Companies would not need opt-in permission to collect operational or transactional data such as Web logs or cookies under the draft bill. However, companies would also need opt-in consent to collect sensitive information such as medical records, Social Security numbers, information about sexual orientation and precise geographical location.
With the exemption for operational data, companies could collect almost any personal information without stronger safeguards, Simpson said.
The draft bill would require companies collecting personal information to display understandable privacy policies. The bill would exempt online companies from getting opt-in permission to share personal information with third-party advertising networks if there was an easy-to-find link to a personal profile page where customers could change their advertising preferences or opt out.
The draft bill is "thoughtful and a good starting point" for a discussion about online privacy, said Michael Zaneis, vice president for public policy at the Interactive Advertising Bureau (IAB), a trade group representing online advertising networks. He praised the bill for including a provision to launch a federal educate campaign on consumer privacy.
But IAB also has some questions about the proposal, because it appears to expand the definition of personal information to include IP addresses and cookies, and appears to require online companies to get opt-in permission to collect that information when sharing it with third parties, he said. Web sites often pass that data between them, he said.

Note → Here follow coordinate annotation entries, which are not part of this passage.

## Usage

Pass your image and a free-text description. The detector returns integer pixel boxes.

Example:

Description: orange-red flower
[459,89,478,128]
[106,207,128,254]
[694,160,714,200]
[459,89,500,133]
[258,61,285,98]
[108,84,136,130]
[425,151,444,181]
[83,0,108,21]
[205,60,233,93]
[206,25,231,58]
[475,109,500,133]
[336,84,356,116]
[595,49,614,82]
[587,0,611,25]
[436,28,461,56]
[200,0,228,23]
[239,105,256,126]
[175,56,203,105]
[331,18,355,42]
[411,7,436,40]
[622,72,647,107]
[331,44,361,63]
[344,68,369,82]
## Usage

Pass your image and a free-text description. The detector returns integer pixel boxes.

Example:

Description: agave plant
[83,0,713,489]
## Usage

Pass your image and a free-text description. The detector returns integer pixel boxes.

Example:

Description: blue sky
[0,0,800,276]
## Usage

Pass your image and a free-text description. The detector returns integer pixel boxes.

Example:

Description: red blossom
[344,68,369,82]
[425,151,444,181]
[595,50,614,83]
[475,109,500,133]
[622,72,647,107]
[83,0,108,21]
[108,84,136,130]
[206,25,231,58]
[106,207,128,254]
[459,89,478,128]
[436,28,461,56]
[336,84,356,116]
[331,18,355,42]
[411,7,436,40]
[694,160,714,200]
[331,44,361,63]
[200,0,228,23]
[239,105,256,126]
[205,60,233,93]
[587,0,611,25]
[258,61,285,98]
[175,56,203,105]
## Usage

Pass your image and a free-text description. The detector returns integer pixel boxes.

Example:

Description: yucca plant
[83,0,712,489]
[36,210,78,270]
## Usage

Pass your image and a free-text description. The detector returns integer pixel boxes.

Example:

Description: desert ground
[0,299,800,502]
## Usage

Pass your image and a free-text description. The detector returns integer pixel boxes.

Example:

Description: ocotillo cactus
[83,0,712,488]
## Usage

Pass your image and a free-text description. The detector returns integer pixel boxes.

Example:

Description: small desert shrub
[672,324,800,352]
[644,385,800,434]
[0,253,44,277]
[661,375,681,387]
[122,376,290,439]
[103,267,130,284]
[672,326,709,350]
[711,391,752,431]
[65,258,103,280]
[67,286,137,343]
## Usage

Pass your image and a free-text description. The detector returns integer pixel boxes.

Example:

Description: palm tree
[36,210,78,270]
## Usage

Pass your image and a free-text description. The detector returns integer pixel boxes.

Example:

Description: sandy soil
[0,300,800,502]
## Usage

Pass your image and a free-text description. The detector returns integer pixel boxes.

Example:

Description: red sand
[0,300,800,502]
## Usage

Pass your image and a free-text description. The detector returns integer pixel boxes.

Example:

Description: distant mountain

"We've never regulated cookies and IP addresses and treated them as if they were personally identifiable," he said.
The data collection notice requirements in the draft legislation are also extensive, and some Web publishers may know how third-party sites handle some information, he said. "I'm worried about first-party Web site obligations under the bill," Zaneis said. "We need to make sure that we have appropriate obligations on appropriate parties here."
While the consumer and privacy groups attacked the draft bill as too weak, the Progress and Freedom Foundation (PFF), an antiregulation think tank, complained that the bill could damage the online advertising market and result in less free online content for consumers.
"By mandating a hodge-podge of restrictive regulatory defaults, policymakers could unintentionally devastate the 'free' Internet as we know it," the PFF said in a statement. "Because the digital economy is fueled by advertising and data collection, a 'privacy industrial policy' for the Internet would diminish consumer choice in ad-supported content and services, raise prices, quash digital innovation, and hurt online speech platforms enjoyed by Internet users worldwide."
Lawmakers should first find "specific consumer harm that requires government intervention," the PFF added.
Fears that a strong privacy bill would kill online advertising are overstated, countered Jeffrey Chester, executive director of the Center for Digital Democracy.
"The industry wants to frame this debate in a very narrow, self-serving way, suggesting that if you protect privacy, you will curtail online advertising," he said. "The industry is using this threat that the Internet will go dark, will go bankrupt, if consumer privacy is protected. It's a disingenuous, twisted and fallacious argument."